Since most strings would be less than 64 characters (I reasoned), this too would be virtually constant-time. 

In the case of appended strings, the slicing would be proportional to the number of appended strings which would be roughly O(N) but with a very small constant factor in the order of at least 1/10 th on average.

Again, to ensure that the hash calculation would not harm performance, I needed a way to adjust the hash of a string by the hash of the leading or trailing substrings.

eg. 

hash( "def" ) = some_function( hash ( "abcdef" ) , hash( "abc" ) )
hash( "abc" ) = some_function( hash ( "abcdef" ) , hash( "def" ) )
To do this I needed to choose carefully the value of k such that k * inv(k) = 2**28 + 1, where inv(k) is the multiplicative inverse of k - ie. k and inv(k) are factors of 2**28+1.

Lucky Break

This part is simply a fluke. I needed my hash to be 28 bits so that I can store type information in the other 4 bits of a 32-bit value. 

I could use a hash that is less that 28 bits, but not more. Fortunately, 2**28 +1, which is 268,435,457 has two prime factors: 17 and 15790321.

It is also fortunate that 17 is a reasonable multiplier for a hash as well since, I reasoned, it preserves the low 4 bits of each character which contain the most information for the letters and numbers and punctuation characters.

I have found another hash function that uses k=17.


Removing Characters and Calculating the New Hash in O(1)

To remove a leading character from a string of length n, you need to remove it's component of the hash which has been multiplied by k, n-1 times. So the new hash is

hash( s' ) = hash( s ) - k**(n-1) * c, where c is the first character of the string s

This can be done in constant-time, but removing M characters takes linear-time, O(M).

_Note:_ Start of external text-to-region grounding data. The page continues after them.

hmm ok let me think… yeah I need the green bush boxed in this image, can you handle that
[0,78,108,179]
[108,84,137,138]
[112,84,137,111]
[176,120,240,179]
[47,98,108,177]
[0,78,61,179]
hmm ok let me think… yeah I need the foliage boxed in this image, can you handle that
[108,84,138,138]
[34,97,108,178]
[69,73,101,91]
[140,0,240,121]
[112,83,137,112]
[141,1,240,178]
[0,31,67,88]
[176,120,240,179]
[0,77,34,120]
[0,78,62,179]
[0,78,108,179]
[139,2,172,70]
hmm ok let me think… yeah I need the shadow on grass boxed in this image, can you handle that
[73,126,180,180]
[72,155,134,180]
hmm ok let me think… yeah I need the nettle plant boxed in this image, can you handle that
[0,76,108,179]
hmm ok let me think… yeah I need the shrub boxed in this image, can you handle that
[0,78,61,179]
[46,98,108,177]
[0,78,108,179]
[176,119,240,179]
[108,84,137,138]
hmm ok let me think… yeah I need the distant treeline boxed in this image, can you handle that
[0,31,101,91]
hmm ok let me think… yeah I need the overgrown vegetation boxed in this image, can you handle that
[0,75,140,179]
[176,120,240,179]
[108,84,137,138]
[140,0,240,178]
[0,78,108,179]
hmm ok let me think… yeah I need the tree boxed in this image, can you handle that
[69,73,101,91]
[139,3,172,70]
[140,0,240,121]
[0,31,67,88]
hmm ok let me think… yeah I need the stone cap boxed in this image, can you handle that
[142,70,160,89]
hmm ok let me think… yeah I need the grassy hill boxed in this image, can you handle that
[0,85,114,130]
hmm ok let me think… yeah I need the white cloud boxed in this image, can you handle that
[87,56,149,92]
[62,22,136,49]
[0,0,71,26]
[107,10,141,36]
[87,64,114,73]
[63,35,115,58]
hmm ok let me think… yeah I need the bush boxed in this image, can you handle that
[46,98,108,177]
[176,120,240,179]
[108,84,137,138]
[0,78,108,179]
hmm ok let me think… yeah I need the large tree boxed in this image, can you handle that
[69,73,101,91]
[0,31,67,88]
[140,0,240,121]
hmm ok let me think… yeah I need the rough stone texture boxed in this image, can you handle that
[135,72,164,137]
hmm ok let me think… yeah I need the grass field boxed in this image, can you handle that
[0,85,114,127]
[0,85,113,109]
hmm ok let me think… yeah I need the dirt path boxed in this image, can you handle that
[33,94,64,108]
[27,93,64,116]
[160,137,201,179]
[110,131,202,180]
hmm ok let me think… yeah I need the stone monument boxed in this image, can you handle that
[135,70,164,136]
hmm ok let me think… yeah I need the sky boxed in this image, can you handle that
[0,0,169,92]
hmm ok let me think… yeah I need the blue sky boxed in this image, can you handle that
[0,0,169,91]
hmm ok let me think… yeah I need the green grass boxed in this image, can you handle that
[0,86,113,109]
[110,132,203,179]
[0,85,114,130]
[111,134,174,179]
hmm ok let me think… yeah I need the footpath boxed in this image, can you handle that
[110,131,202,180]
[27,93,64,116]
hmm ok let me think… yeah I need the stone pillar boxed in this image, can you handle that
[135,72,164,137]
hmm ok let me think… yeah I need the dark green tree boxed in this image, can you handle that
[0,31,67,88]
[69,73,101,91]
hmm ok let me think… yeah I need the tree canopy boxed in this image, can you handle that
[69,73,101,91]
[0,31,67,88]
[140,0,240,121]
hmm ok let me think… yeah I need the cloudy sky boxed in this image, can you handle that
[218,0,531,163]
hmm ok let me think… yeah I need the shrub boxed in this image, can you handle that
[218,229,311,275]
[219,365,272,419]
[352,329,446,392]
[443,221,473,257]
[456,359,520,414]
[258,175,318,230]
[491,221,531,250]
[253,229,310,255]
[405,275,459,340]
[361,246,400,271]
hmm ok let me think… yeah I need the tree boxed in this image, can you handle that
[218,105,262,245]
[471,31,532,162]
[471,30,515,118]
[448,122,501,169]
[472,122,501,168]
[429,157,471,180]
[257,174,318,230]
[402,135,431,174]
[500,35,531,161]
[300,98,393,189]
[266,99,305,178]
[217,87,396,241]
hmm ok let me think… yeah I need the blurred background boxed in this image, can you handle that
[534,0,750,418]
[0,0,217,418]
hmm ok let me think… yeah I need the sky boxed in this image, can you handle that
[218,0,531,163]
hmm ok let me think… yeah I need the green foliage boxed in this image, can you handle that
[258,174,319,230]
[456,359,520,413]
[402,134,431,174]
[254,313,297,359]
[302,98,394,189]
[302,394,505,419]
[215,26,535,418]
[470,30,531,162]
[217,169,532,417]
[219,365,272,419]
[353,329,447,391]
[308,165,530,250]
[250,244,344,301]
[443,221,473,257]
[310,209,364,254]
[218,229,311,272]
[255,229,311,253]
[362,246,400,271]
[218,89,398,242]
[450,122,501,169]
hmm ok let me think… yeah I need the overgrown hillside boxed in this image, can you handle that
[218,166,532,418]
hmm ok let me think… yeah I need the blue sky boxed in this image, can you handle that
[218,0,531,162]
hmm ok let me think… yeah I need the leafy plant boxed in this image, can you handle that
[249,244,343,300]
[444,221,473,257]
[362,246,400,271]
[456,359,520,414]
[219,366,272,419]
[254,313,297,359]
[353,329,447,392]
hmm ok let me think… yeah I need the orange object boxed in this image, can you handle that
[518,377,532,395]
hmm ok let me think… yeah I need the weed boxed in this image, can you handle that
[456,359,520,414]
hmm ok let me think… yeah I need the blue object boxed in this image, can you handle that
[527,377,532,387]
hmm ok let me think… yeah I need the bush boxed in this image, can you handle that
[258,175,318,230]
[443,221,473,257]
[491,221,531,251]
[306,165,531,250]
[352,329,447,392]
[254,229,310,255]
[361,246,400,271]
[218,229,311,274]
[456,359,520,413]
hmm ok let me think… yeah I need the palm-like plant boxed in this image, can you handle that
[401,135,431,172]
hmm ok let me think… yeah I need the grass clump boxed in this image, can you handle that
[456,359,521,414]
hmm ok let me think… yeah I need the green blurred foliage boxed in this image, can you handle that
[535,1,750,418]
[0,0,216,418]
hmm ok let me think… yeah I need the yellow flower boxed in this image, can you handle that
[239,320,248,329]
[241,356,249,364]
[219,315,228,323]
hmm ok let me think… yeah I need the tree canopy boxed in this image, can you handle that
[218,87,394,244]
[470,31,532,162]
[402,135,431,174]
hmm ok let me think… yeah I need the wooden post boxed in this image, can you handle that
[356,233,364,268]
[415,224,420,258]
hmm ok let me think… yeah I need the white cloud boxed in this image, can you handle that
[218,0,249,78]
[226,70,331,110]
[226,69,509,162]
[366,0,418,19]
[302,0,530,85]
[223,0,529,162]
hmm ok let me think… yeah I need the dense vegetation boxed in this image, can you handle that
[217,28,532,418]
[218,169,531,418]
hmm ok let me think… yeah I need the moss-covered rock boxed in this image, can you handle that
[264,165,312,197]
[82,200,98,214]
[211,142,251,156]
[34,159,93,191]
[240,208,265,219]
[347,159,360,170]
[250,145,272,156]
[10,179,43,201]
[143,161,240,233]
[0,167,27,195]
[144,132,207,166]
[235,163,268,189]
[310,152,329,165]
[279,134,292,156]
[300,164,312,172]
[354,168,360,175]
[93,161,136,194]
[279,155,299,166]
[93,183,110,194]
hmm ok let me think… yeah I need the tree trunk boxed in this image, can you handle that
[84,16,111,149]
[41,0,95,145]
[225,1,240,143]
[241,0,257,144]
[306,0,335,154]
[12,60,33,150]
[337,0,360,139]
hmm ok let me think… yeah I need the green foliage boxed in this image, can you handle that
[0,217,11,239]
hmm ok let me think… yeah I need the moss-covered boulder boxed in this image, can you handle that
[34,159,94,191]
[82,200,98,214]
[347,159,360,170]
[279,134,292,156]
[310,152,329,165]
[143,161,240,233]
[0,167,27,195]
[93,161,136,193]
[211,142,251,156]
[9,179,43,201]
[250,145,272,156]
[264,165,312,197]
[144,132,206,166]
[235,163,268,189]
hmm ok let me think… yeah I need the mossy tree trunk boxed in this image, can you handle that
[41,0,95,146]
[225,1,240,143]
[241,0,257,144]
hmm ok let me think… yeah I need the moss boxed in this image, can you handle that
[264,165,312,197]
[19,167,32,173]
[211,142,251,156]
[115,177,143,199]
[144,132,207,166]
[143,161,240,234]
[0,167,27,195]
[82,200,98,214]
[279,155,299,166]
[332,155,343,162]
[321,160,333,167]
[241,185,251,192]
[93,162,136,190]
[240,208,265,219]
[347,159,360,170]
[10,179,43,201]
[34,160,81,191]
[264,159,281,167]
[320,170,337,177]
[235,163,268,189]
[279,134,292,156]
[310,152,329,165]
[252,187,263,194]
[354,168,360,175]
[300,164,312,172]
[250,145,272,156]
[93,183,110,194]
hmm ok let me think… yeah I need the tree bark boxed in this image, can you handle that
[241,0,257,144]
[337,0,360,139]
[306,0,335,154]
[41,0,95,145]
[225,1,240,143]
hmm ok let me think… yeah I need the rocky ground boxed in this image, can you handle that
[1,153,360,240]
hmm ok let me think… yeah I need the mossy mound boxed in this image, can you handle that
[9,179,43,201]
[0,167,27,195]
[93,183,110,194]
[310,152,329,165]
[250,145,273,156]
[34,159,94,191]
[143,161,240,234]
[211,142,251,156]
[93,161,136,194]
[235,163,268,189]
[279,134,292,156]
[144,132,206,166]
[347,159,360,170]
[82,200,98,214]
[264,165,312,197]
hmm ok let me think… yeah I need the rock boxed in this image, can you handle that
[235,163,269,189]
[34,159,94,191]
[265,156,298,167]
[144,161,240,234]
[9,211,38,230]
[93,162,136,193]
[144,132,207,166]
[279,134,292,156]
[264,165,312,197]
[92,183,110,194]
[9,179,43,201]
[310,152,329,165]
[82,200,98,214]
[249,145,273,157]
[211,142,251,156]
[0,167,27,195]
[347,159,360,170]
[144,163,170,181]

In the more general case, removing a leading substring of m characters follows the same pattern: here the leading substring has been multiplied by k, n - m times.

hash( s' ) = hash( s ) - k**(n-m) * hash( f ), where f represents the leading m characters of the string s.

To remove the trailing character from a string of length n, you need to subtract it from the hash and then divide the hash of the string by k. Division can be performed by multiplying by the inverse of k which is 15790321.

hash( s' ) = ( hash( s ) - c ) * inv( k ), where c is the last character of the string s.

To remove the trailing m characters from a string of length n, you need to subtract the hash of the m characters and then divide the hash of the string by k**m. Again, division can be performed by multiplying by the inverse of k which is 15790321.

hash( s' ) = ( hash( s ) - hash( t ) ) * inv( k )**m, where t is the last m characters of the string s.

Unfortunaely in the general case, to remove substrings from a string, I need the hash of each substring which takes linear-time.

Reducing Substring Hash Time

Here is where the fixed-length strings help: The only substrings that need to be calculated are the first and last fixed-length strings of a slice. And these substrings are between 1 and 63 characters long. 


eg. Assume the fixed-length strings are 3 characters long and slice a string to return 6 characters from the second.
( "abc" , "def" , "ghi" ) :2:6 -> ( "bc" , "def" , "g" )
In this case, the hash for "bc" and "g" have to be calculated, but the hash for "def" remains the same.

We can always guarantee minimal time by observing that if the substring to be removed is greater than half the length of the fixed-length string then it is better to re-calculate the hash of the resulting substring. This way, worst case is calculating the hash of fixed-length characters, or 64 in my case.

If it happens that the hash of the substrings is known then we get back to constant-time.